An attractive book about animals that are mostly attractive, sometimes strange, always interesting. It devotes photographs and descriptive text to all the reptiles and amphibians found in Europe, from tree-frogs to terrapins, from skinks to slow-worms. Some of the salamanders look like heraldic mascots, some of the lizards like enamel jewellery, and some of the toads like sumo wrestlers with exotic skin-diseases. When you leaf through the book, you’ve moving through several kinds of space: geographic and evolutionary, aesthetic and psychological. Europe is a big place and has a lot of reptilian and amphibian variety, including one species of turtle, the loggerhead, Caretta caretta, and one species of chameleon, the Mediterranean, Chamaeleo chamaeleon.

But every species, no matter how dissimilar in size and appearance, has a common ancestor: the tiny crested newt (Triturus cristatus) to the far north-west in Scotland and the two-and-a-half metre whip snake (Dolichophis caspius) to the far south-east in Greece; the sun-loving Hermann’s tortoise (Testudo hermanni), with its sturdy shell, and the pallid and worm-like olm (Proteus anguinus), which lives in “underground streams in limestone karst country along the coast from north-east Italy to Montenegro” (pg. 55). Long-limbed or limbless, sun-loving or sun-shunning, soft-skinned or scaly – they’re all variations on a common theme.

Sample page

Sample page from European Reptile and Amphibian Guide


And that’s where aesthetic and psychological space comes in, because different species and families evoke different impressions and emotions. Why do snakes look sinister and skinks look charming? But snakes are sinuous too and in a way it’s a shame that a photograph can capture their endlessly varying loops and curves as easily as it can capture the ridigity of a tortoise. At one time a book like this would have had paintings or drawings. Nowadays, it has photographs. The images are more realistic but less enchanted: the images are no longer mediated by the hand, eye and brain of an artist. But some enchantment remains: the glass lizard, Pseudopus apodus, peering from a holly bush on page 199 reminds me of Robert E. Howard’s “The God in the Bowl”, because there’s an alien intelligence in its gaze. Glass lizards are like snakes but can blink and retain “tiny, barely visible vestiges of the hind legs” (pg. 198).

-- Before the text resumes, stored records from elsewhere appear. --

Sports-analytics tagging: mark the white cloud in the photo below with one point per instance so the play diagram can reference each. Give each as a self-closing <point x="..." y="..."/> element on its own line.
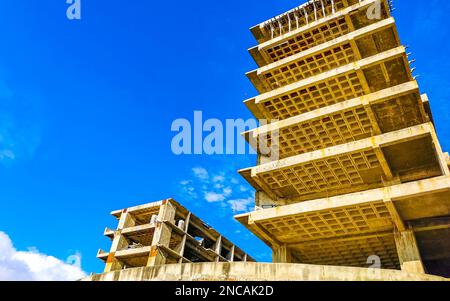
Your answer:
<point x="213" y="197"/>
<point x="201" y="173"/>
<point x="219" y="179"/>
<point x="220" y="187"/>
<point x="241" y="205"/>
<point x="227" y="191"/>
<point x="34" y="266"/>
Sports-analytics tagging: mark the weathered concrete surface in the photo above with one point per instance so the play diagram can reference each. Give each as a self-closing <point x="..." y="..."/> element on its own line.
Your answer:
<point x="249" y="271"/>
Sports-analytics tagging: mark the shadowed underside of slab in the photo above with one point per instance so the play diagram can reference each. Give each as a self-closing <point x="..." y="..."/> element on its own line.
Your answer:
<point x="258" y="272"/>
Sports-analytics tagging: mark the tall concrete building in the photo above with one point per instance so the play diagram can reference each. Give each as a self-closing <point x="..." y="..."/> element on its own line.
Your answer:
<point x="163" y="233"/>
<point x="360" y="177"/>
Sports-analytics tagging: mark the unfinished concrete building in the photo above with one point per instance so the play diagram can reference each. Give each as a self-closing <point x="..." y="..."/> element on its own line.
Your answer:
<point x="164" y="233"/>
<point x="360" y="173"/>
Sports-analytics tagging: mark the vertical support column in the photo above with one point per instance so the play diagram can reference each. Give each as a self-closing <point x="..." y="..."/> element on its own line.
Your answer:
<point x="119" y="241"/>
<point x="408" y="252"/>
<point x="162" y="234"/>
<point x="233" y="250"/>
<point x="183" y="243"/>
<point x="282" y="254"/>
<point x="218" y="248"/>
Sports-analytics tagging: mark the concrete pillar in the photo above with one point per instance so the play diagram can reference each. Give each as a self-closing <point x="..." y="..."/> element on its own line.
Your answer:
<point x="282" y="254"/>
<point x="408" y="252"/>
<point x="119" y="242"/>
<point x="162" y="235"/>
<point x="157" y="257"/>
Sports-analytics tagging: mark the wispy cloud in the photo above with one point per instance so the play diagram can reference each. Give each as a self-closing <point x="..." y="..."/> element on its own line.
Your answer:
<point x="19" y="130"/>
<point x="32" y="265"/>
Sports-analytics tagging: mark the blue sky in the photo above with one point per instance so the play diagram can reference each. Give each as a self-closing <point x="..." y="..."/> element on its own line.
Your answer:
<point x="86" y="109"/>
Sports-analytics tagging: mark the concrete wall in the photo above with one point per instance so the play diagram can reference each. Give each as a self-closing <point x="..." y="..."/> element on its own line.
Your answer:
<point x="248" y="271"/>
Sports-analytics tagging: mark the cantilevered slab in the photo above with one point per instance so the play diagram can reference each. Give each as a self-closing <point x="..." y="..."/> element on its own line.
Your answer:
<point x="344" y="50"/>
<point x="347" y="82"/>
<point x="380" y="112"/>
<point x="355" y="166"/>
<point x="344" y="229"/>
<point x="298" y="17"/>
<point x="327" y="29"/>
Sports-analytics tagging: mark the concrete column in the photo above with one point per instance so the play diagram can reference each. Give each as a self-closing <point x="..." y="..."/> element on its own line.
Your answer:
<point x="282" y="254"/>
<point x="162" y="235"/>
<point x="119" y="241"/>
<point x="408" y="252"/>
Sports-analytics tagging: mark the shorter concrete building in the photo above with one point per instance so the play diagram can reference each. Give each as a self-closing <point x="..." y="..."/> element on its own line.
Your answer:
<point x="163" y="233"/>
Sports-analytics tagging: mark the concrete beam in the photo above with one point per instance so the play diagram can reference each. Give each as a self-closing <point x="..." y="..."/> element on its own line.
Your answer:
<point x="396" y="194"/>
<point x="315" y="24"/>
<point x="366" y="100"/>
<point x="408" y="252"/>
<point x="404" y="135"/>
<point x="282" y="254"/>
<point x="364" y="63"/>
<point x="254" y="75"/>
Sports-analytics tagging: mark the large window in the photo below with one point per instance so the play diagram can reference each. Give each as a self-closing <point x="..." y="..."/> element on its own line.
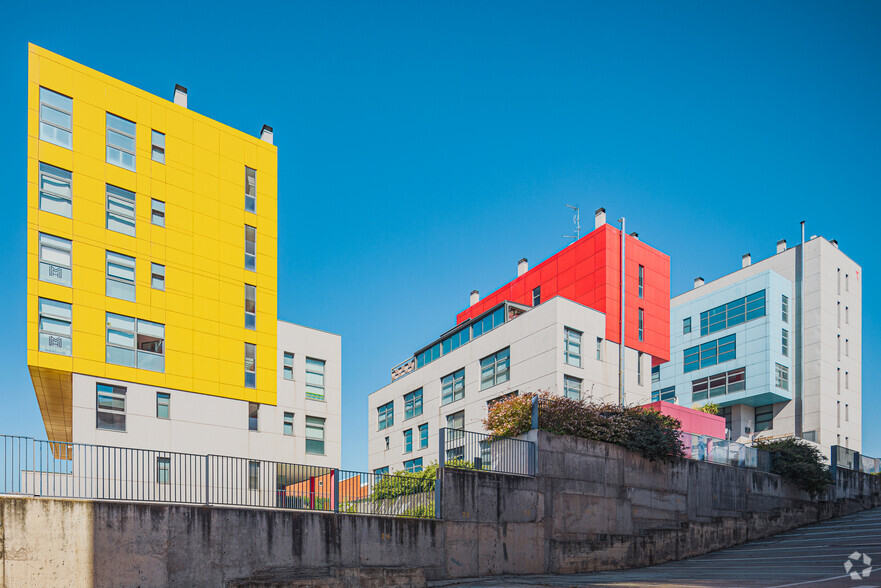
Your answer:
<point x="315" y="435"/>
<point x="120" y="142"/>
<point x="572" y="347"/>
<point x="110" y="407"/>
<point x="120" y="210"/>
<point x="135" y="343"/>
<point x="250" y="189"/>
<point x="453" y="386"/>
<point x="495" y="369"/>
<point x="55" y="329"/>
<point x="386" y="415"/>
<point x="413" y="404"/>
<point x="55" y="259"/>
<point x="56" y="118"/>
<point x="250" y="307"/>
<point x="734" y="313"/>
<point x="250" y="365"/>
<point x="711" y="353"/>
<point x="55" y="190"/>
<point x="120" y="276"/>
<point x="314" y="378"/>
<point x="718" y="384"/>
<point x="572" y="387"/>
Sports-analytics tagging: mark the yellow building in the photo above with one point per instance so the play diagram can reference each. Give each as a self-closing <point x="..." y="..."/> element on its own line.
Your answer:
<point x="149" y="229"/>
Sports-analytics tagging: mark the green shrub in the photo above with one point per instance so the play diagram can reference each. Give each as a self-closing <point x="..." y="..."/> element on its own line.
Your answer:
<point x="797" y="461"/>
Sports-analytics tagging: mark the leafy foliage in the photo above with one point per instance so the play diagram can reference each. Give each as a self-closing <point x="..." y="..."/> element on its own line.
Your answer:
<point x="648" y="432"/>
<point x="798" y="462"/>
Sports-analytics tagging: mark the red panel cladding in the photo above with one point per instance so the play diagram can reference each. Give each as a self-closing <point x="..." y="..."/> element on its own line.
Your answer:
<point x="588" y="272"/>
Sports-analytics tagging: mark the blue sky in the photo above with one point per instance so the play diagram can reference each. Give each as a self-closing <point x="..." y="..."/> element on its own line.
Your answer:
<point x="425" y="148"/>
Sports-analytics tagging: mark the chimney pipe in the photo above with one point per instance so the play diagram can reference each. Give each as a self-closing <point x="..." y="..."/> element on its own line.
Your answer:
<point x="266" y="134"/>
<point x="599" y="217"/>
<point x="180" y="95"/>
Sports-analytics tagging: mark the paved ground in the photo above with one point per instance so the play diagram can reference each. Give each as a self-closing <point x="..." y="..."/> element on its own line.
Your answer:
<point x="812" y="556"/>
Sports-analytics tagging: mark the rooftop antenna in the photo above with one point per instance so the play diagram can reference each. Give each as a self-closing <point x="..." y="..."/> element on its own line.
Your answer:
<point x="576" y="218"/>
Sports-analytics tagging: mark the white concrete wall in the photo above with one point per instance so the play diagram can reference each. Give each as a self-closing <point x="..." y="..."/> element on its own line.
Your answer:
<point x="537" y="363"/>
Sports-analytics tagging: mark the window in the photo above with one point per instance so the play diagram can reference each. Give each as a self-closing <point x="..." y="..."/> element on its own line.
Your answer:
<point x="55" y="190"/>
<point x="782" y="379"/>
<point x="163" y="405"/>
<point x="315" y="435"/>
<point x="764" y="418"/>
<point x="718" y="384"/>
<point x="288" y="366"/>
<point x="158" y="150"/>
<point x="120" y="210"/>
<point x="157" y="276"/>
<point x="386" y="415"/>
<point x="572" y="387"/>
<point x="253" y="416"/>
<point x="55" y="262"/>
<point x="120" y="142"/>
<point x="250" y="189"/>
<point x="250" y="365"/>
<point x="710" y="353"/>
<point x="453" y="387"/>
<point x="157" y="212"/>
<point x="56" y="118"/>
<point x="120" y="276"/>
<point x="250" y="248"/>
<point x="163" y="470"/>
<point x="665" y="394"/>
<point x="413" y="404"/>
<point x="572" y="346"/>
<point x="110" y="407"/>
<point x="314" y="378"/>
<point x="253" y="475"/>
<point x="55" y="329"/>
<point x="495" y="369"/>
<point x="734" y="313"/>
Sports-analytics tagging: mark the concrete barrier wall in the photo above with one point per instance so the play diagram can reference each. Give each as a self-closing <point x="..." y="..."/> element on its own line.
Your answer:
<point x="593" y="506"/>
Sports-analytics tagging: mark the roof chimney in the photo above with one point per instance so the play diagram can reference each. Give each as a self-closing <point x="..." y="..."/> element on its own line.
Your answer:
<point x="266" y="134"/>
<point x="180" y="95"/>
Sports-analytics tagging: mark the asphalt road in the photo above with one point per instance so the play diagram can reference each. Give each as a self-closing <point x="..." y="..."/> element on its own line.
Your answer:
<point x="812" y="556"/>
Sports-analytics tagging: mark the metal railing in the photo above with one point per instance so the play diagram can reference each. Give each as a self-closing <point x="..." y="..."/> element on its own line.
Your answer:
<point x="76" y="470"/>
<point x="478" y="451"/>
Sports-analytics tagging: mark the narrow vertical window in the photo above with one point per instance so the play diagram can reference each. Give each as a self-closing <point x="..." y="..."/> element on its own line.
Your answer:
<point x="56" y="118"/>
<point x="250" y="248"/>
<point x="120" y="142"/>
<point x="250" y="365"/>
<point x="250" y="307"/>
<point x="250" y="189"/>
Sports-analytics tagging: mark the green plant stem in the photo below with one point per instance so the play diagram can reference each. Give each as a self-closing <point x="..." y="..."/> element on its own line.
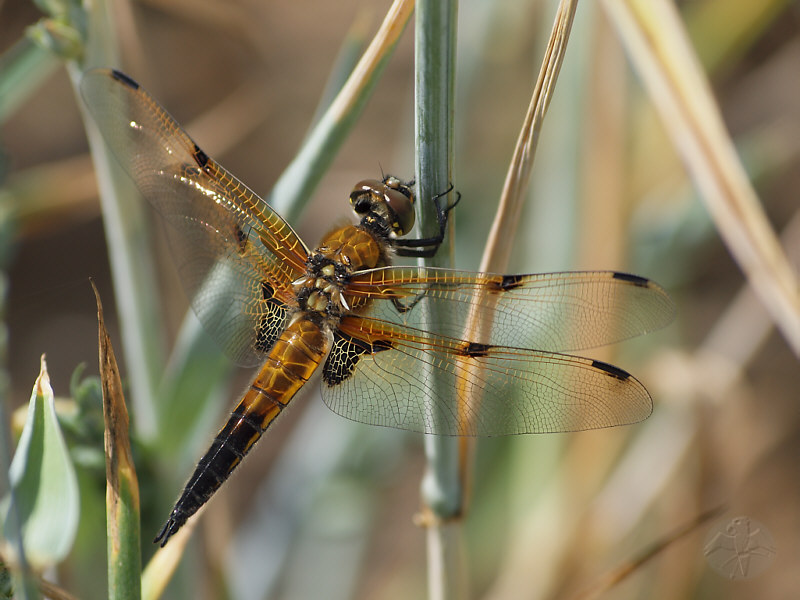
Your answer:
<point x="442" y="489"/>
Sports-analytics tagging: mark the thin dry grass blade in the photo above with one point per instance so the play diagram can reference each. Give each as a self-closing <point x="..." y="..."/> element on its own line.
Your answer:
<point x="122" y="486"/>
<point x="623" y="571"/>
<point x="657" y="44"/>
<point x="498" y="247"/>
<point x="301" y="176"/>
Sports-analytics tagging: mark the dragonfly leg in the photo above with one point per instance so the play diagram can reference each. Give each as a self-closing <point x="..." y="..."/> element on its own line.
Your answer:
<point x="427" y="247"/>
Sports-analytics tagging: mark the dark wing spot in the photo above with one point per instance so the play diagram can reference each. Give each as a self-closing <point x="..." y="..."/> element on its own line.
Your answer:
<point x="611" y="370"/>
<point x="345" y="354"/>
<point x="200" y="156"/>
<point x="273" y="321"/>
<point x="474" y="349"/>
<point x="511" y="281"/>
<point x="122" y="78"/>
<point x="634" y="279"/>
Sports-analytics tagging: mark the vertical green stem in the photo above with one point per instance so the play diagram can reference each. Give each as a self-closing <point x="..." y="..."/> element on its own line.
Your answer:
<point x="442" y="489"/>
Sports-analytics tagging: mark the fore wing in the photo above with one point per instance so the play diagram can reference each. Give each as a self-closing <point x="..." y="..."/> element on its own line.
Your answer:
<point x="236" y="256"/>
<point x="550" y="312"/>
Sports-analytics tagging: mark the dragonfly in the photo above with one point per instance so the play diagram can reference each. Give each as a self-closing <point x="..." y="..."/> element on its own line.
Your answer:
<point x="390" y="341"/>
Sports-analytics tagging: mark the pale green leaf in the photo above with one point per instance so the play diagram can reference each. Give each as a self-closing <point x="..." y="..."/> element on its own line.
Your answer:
<point x="44" y="482"/>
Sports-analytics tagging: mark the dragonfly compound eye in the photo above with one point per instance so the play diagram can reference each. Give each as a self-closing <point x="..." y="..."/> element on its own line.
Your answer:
<point x="400" y="203"/>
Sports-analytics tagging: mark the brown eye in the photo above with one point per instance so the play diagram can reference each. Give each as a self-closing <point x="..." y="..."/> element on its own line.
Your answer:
<point x="364" y="193"/>
<point x="401" y="208"/>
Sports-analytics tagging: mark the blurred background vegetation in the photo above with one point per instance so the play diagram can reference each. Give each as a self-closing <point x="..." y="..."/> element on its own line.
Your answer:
<point x="324" y="507"/>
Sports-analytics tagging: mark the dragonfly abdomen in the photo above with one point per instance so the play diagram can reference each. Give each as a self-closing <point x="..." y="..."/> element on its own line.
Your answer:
<point x="292" y="360"/>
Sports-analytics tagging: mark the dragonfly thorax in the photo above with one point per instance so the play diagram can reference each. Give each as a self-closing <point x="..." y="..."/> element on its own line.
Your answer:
<point x="320" y="289"/>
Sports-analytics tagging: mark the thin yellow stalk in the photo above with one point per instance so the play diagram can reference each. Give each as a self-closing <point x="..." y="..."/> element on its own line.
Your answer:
<point x="659" y="47"/>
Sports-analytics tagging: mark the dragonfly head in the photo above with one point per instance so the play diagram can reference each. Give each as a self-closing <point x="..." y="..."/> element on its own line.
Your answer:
<point x="390" y="202"/>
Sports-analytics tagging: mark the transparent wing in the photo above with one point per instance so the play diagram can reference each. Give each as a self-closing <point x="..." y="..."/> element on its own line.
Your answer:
<point x="551" y="312"/>
<point x="382" y="373"/>
<point x="236" y="256"/>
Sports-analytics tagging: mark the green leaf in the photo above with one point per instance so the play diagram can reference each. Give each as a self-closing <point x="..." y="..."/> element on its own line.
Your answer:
<point x="43" y="481"/>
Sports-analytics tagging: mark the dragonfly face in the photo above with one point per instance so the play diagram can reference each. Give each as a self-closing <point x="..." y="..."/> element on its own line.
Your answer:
<point x="390" y="341"/>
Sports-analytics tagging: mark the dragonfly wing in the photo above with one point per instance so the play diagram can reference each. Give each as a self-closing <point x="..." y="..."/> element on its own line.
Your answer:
<point x="236" y="256"/>
<point x="553" y="312"/>
<point x="385" y="374"/>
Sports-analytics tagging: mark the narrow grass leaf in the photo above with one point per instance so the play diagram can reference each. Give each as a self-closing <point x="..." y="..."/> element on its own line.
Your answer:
<point x="122" y="486"/>
<point x="657" y="43"/>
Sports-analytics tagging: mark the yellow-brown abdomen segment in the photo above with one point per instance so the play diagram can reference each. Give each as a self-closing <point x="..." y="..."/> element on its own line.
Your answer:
<point x="291" y="362"/>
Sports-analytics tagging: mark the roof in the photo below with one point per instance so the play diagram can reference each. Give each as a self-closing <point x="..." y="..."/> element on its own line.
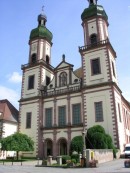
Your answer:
<point x="42" y="32"/>
<point x="9" y="112"/>
<point x="94" y="10"/>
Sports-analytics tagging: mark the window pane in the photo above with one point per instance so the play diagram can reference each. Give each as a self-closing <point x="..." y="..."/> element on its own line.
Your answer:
<point x="119" y="111"/>
<point x="63" y="79"/>
<point x="76" y="113"/>
<point x="28" y="119"/>
<point x="62" y="115"/>
<point x="98" y="111"/>
<point x="93" y="39"/>
<point x="48" y="117"/>
<point x="96" y="66"/>
<point x="31" y="82"/>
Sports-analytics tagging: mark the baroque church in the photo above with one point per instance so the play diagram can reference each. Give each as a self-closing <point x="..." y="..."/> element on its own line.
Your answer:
<point x="58" y="103"/>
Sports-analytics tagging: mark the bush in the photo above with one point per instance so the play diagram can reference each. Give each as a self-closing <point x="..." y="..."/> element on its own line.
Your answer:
<point x="77" y="144"/>
<point x="65" y="158"/>
<point x="75" y="157"/>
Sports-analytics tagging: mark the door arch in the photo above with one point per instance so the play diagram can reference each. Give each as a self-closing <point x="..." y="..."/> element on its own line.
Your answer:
<point x="49" y="147"/>
<point x="62" y="146"/>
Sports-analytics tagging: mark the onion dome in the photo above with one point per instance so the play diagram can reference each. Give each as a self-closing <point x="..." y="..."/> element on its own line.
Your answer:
<point x="94" y="10"/>
<point x="41" y="31"/>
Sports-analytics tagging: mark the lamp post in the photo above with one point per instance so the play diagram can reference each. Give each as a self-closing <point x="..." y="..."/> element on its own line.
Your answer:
<point x="84" y="147"/>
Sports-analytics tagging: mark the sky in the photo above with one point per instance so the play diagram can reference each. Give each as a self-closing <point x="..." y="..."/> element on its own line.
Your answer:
<point x="19" y="17"/>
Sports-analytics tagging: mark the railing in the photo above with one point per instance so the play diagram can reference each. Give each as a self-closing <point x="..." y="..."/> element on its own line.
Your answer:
<point x="93" y="45"/>
<point x="61" y="91"/>
<point x="41" y="61"/>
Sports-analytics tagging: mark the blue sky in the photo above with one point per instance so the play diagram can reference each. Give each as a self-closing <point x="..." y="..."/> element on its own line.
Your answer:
<point x="18" y="18"/>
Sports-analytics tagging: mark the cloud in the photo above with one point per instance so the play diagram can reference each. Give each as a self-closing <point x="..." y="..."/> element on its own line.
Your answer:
<point x="15" y="77"/>
<point x="11" y="95"/>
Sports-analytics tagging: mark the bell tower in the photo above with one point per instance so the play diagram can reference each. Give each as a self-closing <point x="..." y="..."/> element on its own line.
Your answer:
<point x="98" y="55"/>
<point x="36" y="73"/>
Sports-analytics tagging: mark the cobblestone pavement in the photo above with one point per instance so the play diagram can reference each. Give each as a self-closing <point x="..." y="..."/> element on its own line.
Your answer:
<point x="29" y="167"/>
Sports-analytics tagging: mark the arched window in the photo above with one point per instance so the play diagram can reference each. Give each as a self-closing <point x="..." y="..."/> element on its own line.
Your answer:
<point x="63" y="79"/>
<point x="47" y="59"/>
<point x="93" y="39"/>
<point x="33" y="58"/>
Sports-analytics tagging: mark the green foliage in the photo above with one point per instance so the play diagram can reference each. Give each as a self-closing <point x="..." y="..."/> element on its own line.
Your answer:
<point x="77" y="144"/>
<point x="17" y="142"/>
<point x="65" y="158"/>
<point x="75" y="157"/>
<point x="98" y="139"/>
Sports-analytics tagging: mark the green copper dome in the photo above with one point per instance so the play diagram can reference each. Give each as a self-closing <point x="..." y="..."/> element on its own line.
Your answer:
<point x="94" y="10"/>
<point x="42" y="32"/>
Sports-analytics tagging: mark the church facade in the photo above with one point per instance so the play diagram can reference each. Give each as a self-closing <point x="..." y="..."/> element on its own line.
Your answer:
<point x="59" y="103"/>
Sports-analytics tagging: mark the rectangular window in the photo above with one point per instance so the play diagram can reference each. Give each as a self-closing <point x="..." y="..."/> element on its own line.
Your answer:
<point x="76" y="111"/>
<point x="47" y="80"/>
<point x="113" y="69"/>
<point x="28" y="120"/>
<point x="62" y="115"/>
<point x="119" y="111"/>
<point x="98" y="112"/>
<point x="95" y="66"/>
<point x="48" y="116"/>
<point x="31" y="82"/>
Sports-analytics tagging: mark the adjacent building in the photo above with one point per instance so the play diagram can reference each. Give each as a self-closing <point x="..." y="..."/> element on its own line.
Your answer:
<point x="59" y="103"/>
<point x="8" y="123"/>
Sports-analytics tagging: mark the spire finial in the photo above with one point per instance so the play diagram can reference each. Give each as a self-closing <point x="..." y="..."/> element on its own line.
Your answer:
<point x="92" y="2"/>
<point x="43" y="9"/>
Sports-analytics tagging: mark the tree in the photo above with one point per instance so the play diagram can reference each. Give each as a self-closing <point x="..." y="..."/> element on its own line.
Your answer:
<point x="77" y="144"/>
<point x="17" y="142"/>
<point x="97" y="138"/>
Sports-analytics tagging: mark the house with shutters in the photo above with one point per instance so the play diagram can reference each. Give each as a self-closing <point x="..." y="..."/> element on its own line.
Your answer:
<point x="8" y="122"/>
<point x="59" y="103"/>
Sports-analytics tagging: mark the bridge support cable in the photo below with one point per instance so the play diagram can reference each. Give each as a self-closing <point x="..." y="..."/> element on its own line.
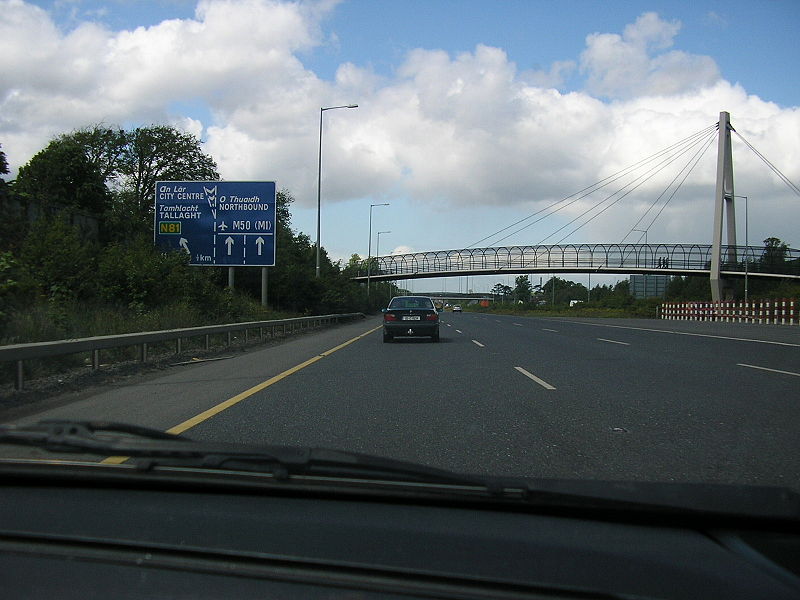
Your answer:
<point x="689" y="140"/>
<point x="723" y="203"/>
<point x="636" y="183"/>
<point x="688" y="168"/>
<point x="772" y="167"/>
<point x="692" y="161"/>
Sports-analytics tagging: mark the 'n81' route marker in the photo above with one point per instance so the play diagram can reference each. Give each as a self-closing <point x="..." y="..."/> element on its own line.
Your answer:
<point x="218" y="223"/>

Other snake-like reptiles retain vestiges of the fore-limbs too, like the Italian three-toed skink (Chalcides chalcides). The slow-worm, Anguis fragilis, has lost its limbs entirely, but doesn’t look sinister like a snake and can still blink. Elsewhere, some salamanders have lost not limbs but lungs: the Italian cave salamander, Speleomantes italicus, breathes through its skin and the lining of its mouth. So does Gené’s cave salamander, Speleomantes genei, which is found only on the island of Sardinia. It “emits an aromatic scent when touched” (pg. 54). Toads can emit toxins and snakes can inject venoms: movement in evolutionary space means movement in chemical space, because every alteration in an animal’s appearance and anatomy involves an alteration in the chemicals created by its body. But chemical space is two-fold: genotypic and phenotypic. The genes change and so the products of the genes change. The external appearance of every species is like a bookmark sticking out of the Book of Life, fixing its position in gene-space. You have to open that book to see the full recipe for the animal’s anatomy, physiology and behaviour, though not everything is specified by the genes.

Pleuronectes platessa on the sea-floor

Pleuronectes platessa on the sea-floor


The force of gravity is one ingredient in an animal’s development, for example. So is sunlight or its absence. Or water, sand, warmth, cold. The descendants of that common ancestor occupy many ecological niches. And in fact one of those descendants wrote this book: humans and all other mammals share an ancestor with frogs, skinks and vipers. Before that, we were fish. So a plaice is a distant cousin of an olm, despite the huge difference in their appearance and habitat. One is flat, one is tubular. One lives in the sea, one lives in caves. But step by step, moving through genomic and topological space, you can turn a plaice into an olm. Or into anything else in this book. Just step back through time to the common ancestor, then take another evolutionary turning. One ancestor, many descendants. That ancestor was itself one descendant among many of something even earlier.
Olm in a Slovenian cave

Olm in a Slovenian cave


But there’s another important point: once variety appeared, it began to interact with itself. Evolutionary environment includes much more than the inanimate and inorganic. We mammals share more than an ancestor with reptiles and amphibians: we’ve also shared the earth. So we’re written into their genes and some of them are probably written into ours. Mammalian predators have influenced the evolution of skin-colour and psychology, making some animals camouflaged and cautious, others obtrusive and aggressive. But it works both ways: perhaps snakes seem sinister because we’re born with snake-sensitive instincts. If it’s got no limbs and it doesn’t blink, it might have a dangerous bite. That’s why the snake section of this book seems so different to the salamander section or the frog section. But all are interesting and all are important. This is a small book with some big themes.

Vapor Tales

Frogs: Inside Their Remarkable World, Ellin Beltz (2005)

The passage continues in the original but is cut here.